Hi guys,
I’ve found myself discussing garbage collecting in the JVM a few times this week and though I’d share this information with everyone that ever wondered how all this works.
Automatic Garbage Collection
Automatic garbage collection is the process of looking at heap memory, identifying which objects are in use and deleting the unused objects. An in-use object, means that some part of your program still maintains a pointer to that object. An unused object, or unreferenced object, is no longer referenced by any part of your program. So the memory used by an unreferenced object can be reclaimed.
In a programming language like C++, allocating and deallocating memory is a manual process. In other languages e.g. .net and Java, the process of deallocating memory is handled automatically by the garbage collector.
Basic Process
Marking
The first step in the process is called marking. This is the activity of marking what parts of memory have references and which have not.
Deletion
The second part is removing unreferenced objects, The deletion can be normal or can also include compacting.
Stop the world
When a gc happens all the threads in the application are stopped in what is referenced to as a “Stop the world” event.
JVM Generations
Having to mark and compact all objects in the JVM is inefficient, as more and more objects are allocated the list of objects grows and grows leading to a longer GC time. Empirical analysis of applications has shown that most objects are short lived.
Generations
The Hotspot JDK is broken into the following generations.
Note not all JDK’s have the same structure
In this post I’m referring the the SUN JDK6 only. I’ve not really used the JDK7 that much except for personal projects, but even that is different with the G1 (Garbage First) and JDK8 will be a game changer again…
Sun Hotspot
The Young Generation is where all new objects are allocated and aged. When the young generation fills up, this causes a minor garbage collection. Minor collections can be optimized assuming a high object mortality rate. A young generation full of dead objects is collected very quickly. Some surviving objects are aged and eventually move to the old generation.
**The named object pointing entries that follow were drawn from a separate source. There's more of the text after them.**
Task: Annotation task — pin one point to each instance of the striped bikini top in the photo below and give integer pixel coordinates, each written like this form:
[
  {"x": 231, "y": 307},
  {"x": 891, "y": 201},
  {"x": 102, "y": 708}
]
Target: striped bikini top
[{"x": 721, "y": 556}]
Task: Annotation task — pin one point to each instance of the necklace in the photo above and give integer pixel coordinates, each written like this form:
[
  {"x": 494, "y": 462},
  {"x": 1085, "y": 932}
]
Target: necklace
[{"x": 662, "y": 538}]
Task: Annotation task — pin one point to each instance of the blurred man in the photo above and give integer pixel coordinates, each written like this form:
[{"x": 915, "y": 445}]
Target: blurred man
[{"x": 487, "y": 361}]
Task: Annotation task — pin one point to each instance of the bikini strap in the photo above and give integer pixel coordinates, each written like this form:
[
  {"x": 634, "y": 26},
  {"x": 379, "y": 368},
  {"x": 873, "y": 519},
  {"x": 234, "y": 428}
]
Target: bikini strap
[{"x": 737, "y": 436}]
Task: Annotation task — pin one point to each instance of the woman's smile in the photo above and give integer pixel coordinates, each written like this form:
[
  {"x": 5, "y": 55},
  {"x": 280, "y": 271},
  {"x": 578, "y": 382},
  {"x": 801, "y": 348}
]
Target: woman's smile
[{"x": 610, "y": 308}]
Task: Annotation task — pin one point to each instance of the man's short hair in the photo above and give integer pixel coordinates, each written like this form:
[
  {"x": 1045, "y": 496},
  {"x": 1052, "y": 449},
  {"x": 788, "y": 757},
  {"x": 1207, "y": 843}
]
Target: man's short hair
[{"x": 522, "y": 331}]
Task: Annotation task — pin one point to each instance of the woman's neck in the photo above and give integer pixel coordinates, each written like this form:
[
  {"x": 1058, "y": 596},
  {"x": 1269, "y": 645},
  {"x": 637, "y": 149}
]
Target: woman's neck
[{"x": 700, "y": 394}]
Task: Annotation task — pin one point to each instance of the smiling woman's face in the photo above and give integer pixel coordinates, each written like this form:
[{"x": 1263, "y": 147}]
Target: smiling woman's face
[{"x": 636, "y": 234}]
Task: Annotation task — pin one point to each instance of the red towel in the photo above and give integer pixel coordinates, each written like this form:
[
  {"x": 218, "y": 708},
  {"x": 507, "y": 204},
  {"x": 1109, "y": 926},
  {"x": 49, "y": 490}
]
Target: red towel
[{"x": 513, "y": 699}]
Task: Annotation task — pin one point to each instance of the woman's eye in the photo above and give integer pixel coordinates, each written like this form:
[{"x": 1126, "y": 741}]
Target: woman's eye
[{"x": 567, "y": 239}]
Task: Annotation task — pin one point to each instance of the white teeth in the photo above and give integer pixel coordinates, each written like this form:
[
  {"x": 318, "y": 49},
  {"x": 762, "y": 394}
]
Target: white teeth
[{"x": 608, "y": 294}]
The Old Generation is used to store long surviving objects. Typically, a threshold is set for young generation object and when that age is met, the object gets moved to the old generation. Eventually the old generation needs to be collected. This event is called a major garbage collection.
The Permanent generation contains metadata required by the JVM to describe the classes and methods used in the application. The permanent generation is populated by the JVM at runtime based on classes in use by the application. In addition, Java SE library classes and methods may be stored here.
Classes may get collected (unloaded) if the JVM finds they are no longer needed and space may be needed for other classes. The permanent generation is included in a full garbage collection.
GC Process
In the simplest of terms:
- New objects are allocated into the eden section of the heap. after the first GC if they are still referenced they are aged and moved to the S0.
- On the next GC, any referenced objects in eden are moved into S1, also the objects in S0 if still referenced are aged and also moved to S1.
- The process repeats alternating between S0 and S1 until the objects are aged enough to become eligible for the old age pension and are promoted into the tentured generation.
Show me the memory!
So enough talking, show me the money as Cuba Gooding once said ;-)
The simplest way to visualize the GC in operation is to open the %JAVA_HOME%\bin\jvisualvm
When you run it for the first time it will ask you to click OK to calibrate so do this.
You will need to go to Tools/Plugins/Available Plugins and choose VisualGC (i’ve it already installed hence you see in a different tab)
You can then double click on the java application you wish to profile (I chose Weblogic Application Server) and you can see the GC minor collections in progress.
Shows the WLS server starting up and the Eden space starting to fill.
Shows the Survivor 1 getting the first aged references
Shows the minor GC’s and the alternating between S0 and S1
Shows aged survivors getting their old age pension
You can look at the monitor tab to get some more diagnostics,
Number of threads / Classes etc
You can see what types of objects are holding memory
NewRelic
Another tool I recommend when instrumenting applications is NewRelic.com not only will you get JVM stats, but you’ll get so, so, so, sooo much more, you just have to use it to believe it.